Ardais was founded in 1999 with the aim of creating such a repository. A privately held biotechnology company, Ardais announced the launch of its nationwide "clinical genomics" initiative with leading academic medical centers in September 2000.


Mixing Biological and Medical Data 
Ardais' plan was to partner with these centers to collect, process, and use high-quality clinical materials and the associated information — all under the auspices of the necessary scientific and medical expertise, bioinformatics tools, and appropriate bioethical considerations. Said Martin Ferguson, senior vice president of bioinformatics at Ardais, in a 2001 press release: "The clinical data that accompanies tissue and molecular derivatives must be recorded in a comparable way from patient case to patient case, from center to center, expressed in standardized vocabularies, and accessible across large numbers of diverse patient populations."

 Tissue type: Ardais has gathered a vast collection of clinical tissue samples and data. 
"[Our plan is to create a platform that integrates] the huge volumes of biological data from the human genome and molecular biology studies with the vast repository of medical knowledge gathered over decades of clinical experience," Ferguson added.

To date, 180,000 samples have been logged, representing nearly 11,000 patient cases. Forty-five companies had signed on by August, including six of Big Pharma's top 10. Ardais averages about eight new subscribers per quarter.

What these subscribers get is access to the vast sample collection and its annotated database of rich clinical information. Samples include mRNA, protein, or any biochemical derivative of interest to the client. Standardized disease or custom tissue microarrays are also available. Ardais takes care of the regulatory, ethical, and quality control issues and indemnifies the researcher from any claims.
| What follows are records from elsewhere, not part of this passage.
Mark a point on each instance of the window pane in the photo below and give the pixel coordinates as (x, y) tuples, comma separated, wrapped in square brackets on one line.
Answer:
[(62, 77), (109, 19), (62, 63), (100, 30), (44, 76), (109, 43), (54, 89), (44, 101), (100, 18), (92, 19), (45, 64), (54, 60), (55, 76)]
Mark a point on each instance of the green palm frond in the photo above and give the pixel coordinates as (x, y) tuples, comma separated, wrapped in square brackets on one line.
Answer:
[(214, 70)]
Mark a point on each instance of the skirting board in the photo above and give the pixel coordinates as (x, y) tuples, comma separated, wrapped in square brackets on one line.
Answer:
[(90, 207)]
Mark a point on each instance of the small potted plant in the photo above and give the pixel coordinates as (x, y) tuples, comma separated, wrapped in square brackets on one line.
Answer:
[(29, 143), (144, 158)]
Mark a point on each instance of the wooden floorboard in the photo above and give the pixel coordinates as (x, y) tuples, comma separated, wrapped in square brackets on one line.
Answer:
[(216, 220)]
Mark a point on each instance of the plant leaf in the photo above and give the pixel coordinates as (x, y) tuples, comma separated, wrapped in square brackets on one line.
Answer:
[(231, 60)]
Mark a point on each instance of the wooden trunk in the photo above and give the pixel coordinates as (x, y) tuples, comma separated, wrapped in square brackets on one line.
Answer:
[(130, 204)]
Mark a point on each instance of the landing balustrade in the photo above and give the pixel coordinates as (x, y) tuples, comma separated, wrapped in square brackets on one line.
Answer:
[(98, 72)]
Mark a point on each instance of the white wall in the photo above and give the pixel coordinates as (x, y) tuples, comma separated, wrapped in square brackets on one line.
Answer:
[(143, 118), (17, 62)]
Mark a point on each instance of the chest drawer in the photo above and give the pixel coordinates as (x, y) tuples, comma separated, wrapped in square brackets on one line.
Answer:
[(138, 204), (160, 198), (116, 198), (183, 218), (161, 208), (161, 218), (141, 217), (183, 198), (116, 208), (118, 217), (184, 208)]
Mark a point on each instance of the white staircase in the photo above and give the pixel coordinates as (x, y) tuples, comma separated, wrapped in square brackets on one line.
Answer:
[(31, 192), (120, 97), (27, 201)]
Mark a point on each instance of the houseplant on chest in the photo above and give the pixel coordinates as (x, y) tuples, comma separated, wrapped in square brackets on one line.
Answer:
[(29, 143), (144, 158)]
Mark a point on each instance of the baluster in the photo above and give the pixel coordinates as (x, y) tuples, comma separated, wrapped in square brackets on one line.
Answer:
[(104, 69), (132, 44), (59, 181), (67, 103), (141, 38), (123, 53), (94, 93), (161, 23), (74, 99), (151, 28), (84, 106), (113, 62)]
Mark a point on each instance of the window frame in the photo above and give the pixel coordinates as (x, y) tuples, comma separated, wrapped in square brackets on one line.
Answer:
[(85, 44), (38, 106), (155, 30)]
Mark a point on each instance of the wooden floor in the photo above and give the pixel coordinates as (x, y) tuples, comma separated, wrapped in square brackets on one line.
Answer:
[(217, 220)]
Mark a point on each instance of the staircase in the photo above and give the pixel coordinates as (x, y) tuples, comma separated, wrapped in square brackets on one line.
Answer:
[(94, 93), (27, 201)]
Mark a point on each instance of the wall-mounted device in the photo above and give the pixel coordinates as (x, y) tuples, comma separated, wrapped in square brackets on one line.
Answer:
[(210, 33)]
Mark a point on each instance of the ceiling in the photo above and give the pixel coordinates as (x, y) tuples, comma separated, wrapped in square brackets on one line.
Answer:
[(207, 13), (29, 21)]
Key to the success of its system has been a $13-million investment in IT to create an ontology to accurately quantify clinical data.

Last year, the company was awarded a two-year, $2-million Advanced Technology Program grant from the National Institute of Standards and Technology. In October 2002, Ferguson said that the funds would be used "to develop and test prototype software tools, data structures, and applications for linking quantitative, structured clinical information derived from the medical records of patients to the molecular profiles derived from their donated tissue samples."

Earlier this year, Ardais' investors granted the company $13.4 million in new financing. "Ardais has successfully validated its business model by capturing the leadership position in the emerging field of clinical genomics, and by forming commercial relationships with the leading firms in the biotech and pharmaceutical industry," said William Mills, partner at Advent International, in an official statement.

Ardais plans to leverage its technology to offer "tissue collection services" for gathering and analyzing samples during a clinical trial. The idea is to deploy the system for use by academic centers that do not want to re-create the wheel Ardais has already fashioned. Ardais also recently launched immunohistochemistry services and is licensing software and protocols for full biorepository management services.

While others, such as Asterand, Clinomics Biosciences, and LifeSpan BioSciences, vie for space in the clinical genomics arena, Ardais seems to be leading the pack at the moment.